[Thu May  3 09:41:54 PDT 2001]

This note documents an approach for detecting and creating changeset boundaries in an imported CVS tree. It actually has nothing to do with CVS; this would work for Teamware imports as well. The Teamware imports are harder because they have branches and merges, but they could be done. For now, let’s just look at CVS straightlines.

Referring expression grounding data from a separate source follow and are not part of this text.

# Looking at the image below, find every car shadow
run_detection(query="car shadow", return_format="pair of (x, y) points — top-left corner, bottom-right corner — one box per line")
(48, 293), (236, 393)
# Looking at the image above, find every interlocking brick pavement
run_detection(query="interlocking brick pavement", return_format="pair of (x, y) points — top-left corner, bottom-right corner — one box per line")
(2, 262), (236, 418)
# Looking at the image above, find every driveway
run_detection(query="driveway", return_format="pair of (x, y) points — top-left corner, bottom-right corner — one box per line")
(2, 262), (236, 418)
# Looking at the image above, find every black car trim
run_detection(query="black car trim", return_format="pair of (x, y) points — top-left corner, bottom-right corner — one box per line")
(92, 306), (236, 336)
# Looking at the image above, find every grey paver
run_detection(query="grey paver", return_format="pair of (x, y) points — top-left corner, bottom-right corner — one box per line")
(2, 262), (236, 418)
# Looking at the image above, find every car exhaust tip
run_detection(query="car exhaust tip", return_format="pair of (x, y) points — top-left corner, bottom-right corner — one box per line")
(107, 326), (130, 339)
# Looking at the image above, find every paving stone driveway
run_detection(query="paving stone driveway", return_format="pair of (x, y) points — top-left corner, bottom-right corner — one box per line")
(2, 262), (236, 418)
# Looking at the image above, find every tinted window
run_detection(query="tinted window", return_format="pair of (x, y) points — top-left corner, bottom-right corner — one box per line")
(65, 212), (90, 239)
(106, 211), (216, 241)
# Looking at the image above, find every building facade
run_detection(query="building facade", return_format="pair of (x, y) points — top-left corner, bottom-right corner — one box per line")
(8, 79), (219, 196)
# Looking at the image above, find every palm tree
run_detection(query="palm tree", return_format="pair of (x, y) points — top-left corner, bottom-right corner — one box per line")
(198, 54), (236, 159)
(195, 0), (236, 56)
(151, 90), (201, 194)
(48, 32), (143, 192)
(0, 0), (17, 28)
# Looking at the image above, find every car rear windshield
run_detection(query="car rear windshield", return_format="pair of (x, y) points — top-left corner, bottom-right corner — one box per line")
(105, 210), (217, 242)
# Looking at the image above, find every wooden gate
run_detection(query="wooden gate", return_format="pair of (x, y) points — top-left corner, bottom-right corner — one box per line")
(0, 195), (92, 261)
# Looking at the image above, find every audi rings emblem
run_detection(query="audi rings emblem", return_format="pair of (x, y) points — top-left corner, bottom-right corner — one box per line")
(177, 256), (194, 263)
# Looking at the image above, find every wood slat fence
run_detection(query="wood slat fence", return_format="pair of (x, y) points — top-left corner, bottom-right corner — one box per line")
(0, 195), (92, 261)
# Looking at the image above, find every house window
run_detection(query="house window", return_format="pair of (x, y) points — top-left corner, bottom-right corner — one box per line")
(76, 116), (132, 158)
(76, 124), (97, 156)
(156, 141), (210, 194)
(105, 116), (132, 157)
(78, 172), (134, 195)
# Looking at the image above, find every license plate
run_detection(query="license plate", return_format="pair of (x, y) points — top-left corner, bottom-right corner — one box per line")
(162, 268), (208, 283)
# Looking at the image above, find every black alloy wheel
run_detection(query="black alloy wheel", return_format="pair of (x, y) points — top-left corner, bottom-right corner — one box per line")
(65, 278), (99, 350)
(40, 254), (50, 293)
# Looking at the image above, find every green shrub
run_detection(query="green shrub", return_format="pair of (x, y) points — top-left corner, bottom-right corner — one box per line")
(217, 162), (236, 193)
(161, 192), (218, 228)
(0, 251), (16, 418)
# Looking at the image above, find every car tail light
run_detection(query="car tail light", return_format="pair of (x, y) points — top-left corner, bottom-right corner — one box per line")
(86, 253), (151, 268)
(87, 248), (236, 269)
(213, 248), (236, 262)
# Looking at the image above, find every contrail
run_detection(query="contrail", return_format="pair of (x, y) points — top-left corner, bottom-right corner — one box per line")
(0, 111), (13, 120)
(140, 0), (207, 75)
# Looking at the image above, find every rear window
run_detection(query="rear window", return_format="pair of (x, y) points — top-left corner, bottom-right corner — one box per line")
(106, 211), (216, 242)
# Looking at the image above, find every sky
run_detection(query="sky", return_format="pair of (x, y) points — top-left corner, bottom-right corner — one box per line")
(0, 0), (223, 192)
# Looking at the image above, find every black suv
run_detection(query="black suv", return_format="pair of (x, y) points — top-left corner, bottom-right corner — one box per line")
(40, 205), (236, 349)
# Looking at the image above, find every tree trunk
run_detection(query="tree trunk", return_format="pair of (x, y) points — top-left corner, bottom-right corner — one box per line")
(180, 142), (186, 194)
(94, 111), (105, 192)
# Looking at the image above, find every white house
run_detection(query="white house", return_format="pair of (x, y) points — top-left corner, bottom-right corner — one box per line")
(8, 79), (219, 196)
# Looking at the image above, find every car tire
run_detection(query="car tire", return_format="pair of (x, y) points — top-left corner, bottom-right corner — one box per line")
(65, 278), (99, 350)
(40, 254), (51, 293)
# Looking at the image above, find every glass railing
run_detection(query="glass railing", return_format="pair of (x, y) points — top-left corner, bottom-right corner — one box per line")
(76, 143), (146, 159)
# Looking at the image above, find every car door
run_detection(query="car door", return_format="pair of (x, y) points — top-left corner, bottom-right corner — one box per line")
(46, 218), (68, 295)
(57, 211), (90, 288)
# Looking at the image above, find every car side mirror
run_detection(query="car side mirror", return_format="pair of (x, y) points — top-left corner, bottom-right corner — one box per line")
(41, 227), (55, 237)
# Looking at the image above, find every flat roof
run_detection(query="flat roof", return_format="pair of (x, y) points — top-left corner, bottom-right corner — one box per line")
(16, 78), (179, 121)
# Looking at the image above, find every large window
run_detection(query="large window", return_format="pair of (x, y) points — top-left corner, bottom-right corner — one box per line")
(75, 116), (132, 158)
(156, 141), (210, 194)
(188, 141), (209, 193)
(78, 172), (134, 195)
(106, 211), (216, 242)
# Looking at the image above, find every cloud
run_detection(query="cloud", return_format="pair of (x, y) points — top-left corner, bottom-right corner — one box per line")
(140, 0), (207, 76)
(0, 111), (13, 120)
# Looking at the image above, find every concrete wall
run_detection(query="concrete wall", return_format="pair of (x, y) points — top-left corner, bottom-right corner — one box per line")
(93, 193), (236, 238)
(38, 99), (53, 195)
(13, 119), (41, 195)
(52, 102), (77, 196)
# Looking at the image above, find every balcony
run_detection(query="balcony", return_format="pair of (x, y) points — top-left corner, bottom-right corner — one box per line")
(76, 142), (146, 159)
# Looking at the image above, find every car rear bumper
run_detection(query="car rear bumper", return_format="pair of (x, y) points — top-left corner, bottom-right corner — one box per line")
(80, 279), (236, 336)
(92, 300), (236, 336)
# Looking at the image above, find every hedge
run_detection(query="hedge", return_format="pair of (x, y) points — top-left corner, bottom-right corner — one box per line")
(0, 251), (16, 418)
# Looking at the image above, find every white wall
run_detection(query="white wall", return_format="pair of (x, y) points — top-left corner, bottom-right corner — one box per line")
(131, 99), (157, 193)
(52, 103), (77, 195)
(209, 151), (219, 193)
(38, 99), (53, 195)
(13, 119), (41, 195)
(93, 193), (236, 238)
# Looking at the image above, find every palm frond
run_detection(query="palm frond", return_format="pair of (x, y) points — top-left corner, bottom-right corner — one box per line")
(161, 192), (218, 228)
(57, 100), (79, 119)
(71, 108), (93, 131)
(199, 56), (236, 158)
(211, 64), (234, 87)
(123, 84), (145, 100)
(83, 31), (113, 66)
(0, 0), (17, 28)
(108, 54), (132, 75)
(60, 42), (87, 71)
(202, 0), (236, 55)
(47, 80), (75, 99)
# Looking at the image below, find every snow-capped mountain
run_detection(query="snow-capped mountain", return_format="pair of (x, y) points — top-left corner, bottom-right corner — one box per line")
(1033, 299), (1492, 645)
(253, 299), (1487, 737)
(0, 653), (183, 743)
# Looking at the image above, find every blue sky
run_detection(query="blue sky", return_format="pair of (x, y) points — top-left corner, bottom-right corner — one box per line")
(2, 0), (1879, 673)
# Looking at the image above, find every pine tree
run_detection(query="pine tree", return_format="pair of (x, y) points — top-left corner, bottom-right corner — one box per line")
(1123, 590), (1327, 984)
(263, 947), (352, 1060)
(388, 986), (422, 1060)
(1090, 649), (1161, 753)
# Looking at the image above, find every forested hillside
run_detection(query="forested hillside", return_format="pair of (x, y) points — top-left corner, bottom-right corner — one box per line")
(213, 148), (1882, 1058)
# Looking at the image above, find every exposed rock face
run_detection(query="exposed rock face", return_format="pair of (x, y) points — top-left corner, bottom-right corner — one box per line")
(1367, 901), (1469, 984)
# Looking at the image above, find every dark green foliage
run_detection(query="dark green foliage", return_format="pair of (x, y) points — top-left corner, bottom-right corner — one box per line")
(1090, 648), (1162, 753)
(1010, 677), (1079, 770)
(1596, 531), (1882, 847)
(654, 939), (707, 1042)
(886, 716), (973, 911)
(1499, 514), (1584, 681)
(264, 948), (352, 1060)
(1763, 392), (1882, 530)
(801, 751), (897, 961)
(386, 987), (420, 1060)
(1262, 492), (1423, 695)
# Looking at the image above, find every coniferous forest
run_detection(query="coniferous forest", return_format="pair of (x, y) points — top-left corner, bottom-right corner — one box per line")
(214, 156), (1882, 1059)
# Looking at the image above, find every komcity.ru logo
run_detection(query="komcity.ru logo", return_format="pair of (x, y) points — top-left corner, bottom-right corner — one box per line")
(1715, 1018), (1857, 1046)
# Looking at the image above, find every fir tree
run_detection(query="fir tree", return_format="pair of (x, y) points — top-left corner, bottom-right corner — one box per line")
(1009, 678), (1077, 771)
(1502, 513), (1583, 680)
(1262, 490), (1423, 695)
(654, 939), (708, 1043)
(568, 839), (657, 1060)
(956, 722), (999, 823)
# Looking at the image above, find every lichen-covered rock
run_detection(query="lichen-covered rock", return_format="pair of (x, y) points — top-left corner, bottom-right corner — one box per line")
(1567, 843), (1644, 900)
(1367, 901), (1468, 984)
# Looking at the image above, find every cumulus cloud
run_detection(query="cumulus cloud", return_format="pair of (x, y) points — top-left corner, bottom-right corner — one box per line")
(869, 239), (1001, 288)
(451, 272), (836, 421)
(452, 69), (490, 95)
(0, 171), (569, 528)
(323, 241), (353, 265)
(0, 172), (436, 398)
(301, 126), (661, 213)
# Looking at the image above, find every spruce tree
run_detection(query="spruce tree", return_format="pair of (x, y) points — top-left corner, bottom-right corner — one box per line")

The method described here assumes that the repository history can fit completely in memory. Given that I can buy 1.5GB for $400 now, this is an OK assumption. If you think about it after reading the description, you could see how to do a multi pass version of this that worked in less memory. I wouldn’t bother.

Data structures

delta list - a linked list (through d->next) of all deltas over all files
sfile array - an array of sfile names
We reuse the d->merge number as an index into the sfile array; so that
sfiles[d->merge] is the file name associated with d.  This means we
need an assert that the number of sfiles is less than 64K.

Algorithm

   The sccslog.c code is quite close to what we want.  Start with that.
   Init each file, filling in the sfile array as we go.  Use an MDBM for
   the sfile array.
   sccs_close() the file after initing it - this will drop the mmap and
   we don't want to have all the files mapped.
   Make sure that the deltas all have fudges such that
d->date < d->kid->date
   in all cases.  I think rcs2sccs does this already, but make sure.
   If the datefudge is greater than an hour, then print a warning.
   Create a linked list of all deltas in all files (code exists in sccslog).
   Sort the list on d->date (code exists in sccslog).
   Create a predicate, sameCset(d1, d2).  As a starting point, we could
   just use "(d2->date - d1->date) > GAP".
   Walk the list, gathering up the range of deltas which meet the conditions
   from the first to the last delta.
   Walk the gathered up list, building up an mdbm of the _last_ delta for
   each file in the list (i.e., there may be more than one delta in a
   changeset for a particular file).
   get -eg ChangeSet file.
   For each delta in the cset MDBM {
   	sccs_sdelta() the key and print it into the changeset file
// this is slow but it will work
sccs_init the file
add the cset mark
sccs_newchksum() the file
sccs_free()
   }
   sccs_delta() the changeset file with a some sort of comment.
   We need delta the changeset file with a date that equals the last delta
   in the changeset.  The user should somebody in the list of deltas in
   the changset.
   The comment is an open issue - we could use the checkin comments
   on the files but that is going to make the changeset file huge.
   I'm open for suggestions here.

That’s it. Then bk -r check -ac the tree, it should be fine.